You'd pretty much have to have bumper to bumper buses though to replace them in order to cover all the journey combinations to happen in a timely manor.
"We could reduce the speed limits for cars to be closer to the average speeds of walking (6 kilometres per hour"
Geezus christ. I'm guessing the author has no idea what it's like to be a parent.
Here's a hint: kids need to go places. Public transport cannot get you to those places. Also, parents need to work (both of them) or else the kids don't eat. As a parent I'm flat out busy from sunrise to midnight, and they want me to take the 1 hour I spend commuting each day and expand it to five hours. That doesn't work:
get the three year old ready for school (this can be ten minutes or an hour, so you better start getting ready an hour before you need to leave)

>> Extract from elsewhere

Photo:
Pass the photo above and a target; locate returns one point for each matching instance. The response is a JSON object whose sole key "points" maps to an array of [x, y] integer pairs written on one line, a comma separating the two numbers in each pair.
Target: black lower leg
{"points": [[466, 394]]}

walk to the bus stop (five minutes for me, but with a two year old... twenty minutes, not necessarily walking but you need to allow for that much time which means you'll spend a lot of it waiting at the bus stop)
bus to daycare, 20 minutes as it winds through the suburbs
drop the kid off at daycare, then wait for the next bus (30 minutes later)
bus out of the suburbs onto the main bus line (another 20 minutes meandering through suburbs)
finally, on the main bus line to the CBD (20 minutes)
then 15 minutes waiting for a bus out of the CBD towards where I work
then 15 minutes on that bus
Unfortunately... you can't get a 3 year old to eat breakfast at 5am and the childcare centre won't let you drop them off at 6am either. So that schedule means starting at work at around 10:30am. Ouch.
And in order to get home in time for the kid two have dinner without throwing a tantrum... I'd probably need to leave work at 2pm.
Sorry but it's just not possible to work 3 hours a day and pay a mortgage/put food on the table/etc.
But I'm not really sure what form that would take? The bus from my house to the childcare centre obviously drops us off there when the bus is scheduled to do so, which means I will always face the longest possible wait for the next bus to come by. It only takes two minutes to drop the kid off... but the bus driver isn't going to wait.
And it's pretty normal for public transport to not go to where you're going unless you're going to or from the CBD. That means changing busses.
I could live in the CBD... then transit infrastructure would be great - but the realestate there is way out of my reach, price wise.
Your list of barriers to not using a car are all a result of poor urban planning which is rife in the majority of our cities. If we had stopped the sprawl 30 years ago then car dependence could have been mitigated.
Guess I'm one of the lucky ones in that I can walk kids to school and daycare (less than 1km) then cycle to work easily (less than 10km).
Guess I’m one of the lucky ones in that I can walk kids to school and daycare (less than 1km) then cycle to work easily (less than 10km).
Yeah our local daycare centre isn't well run and unfortunately, so we had to go to the next suburb over. My partner and I don't work close to each other so... we live about half way between our two jobs. Can't really get any closer unless one of us switches careers. When I do have time to ride the bicycle to work (try to do it once a week) it's 70 minutes. Normally I take the motorbike.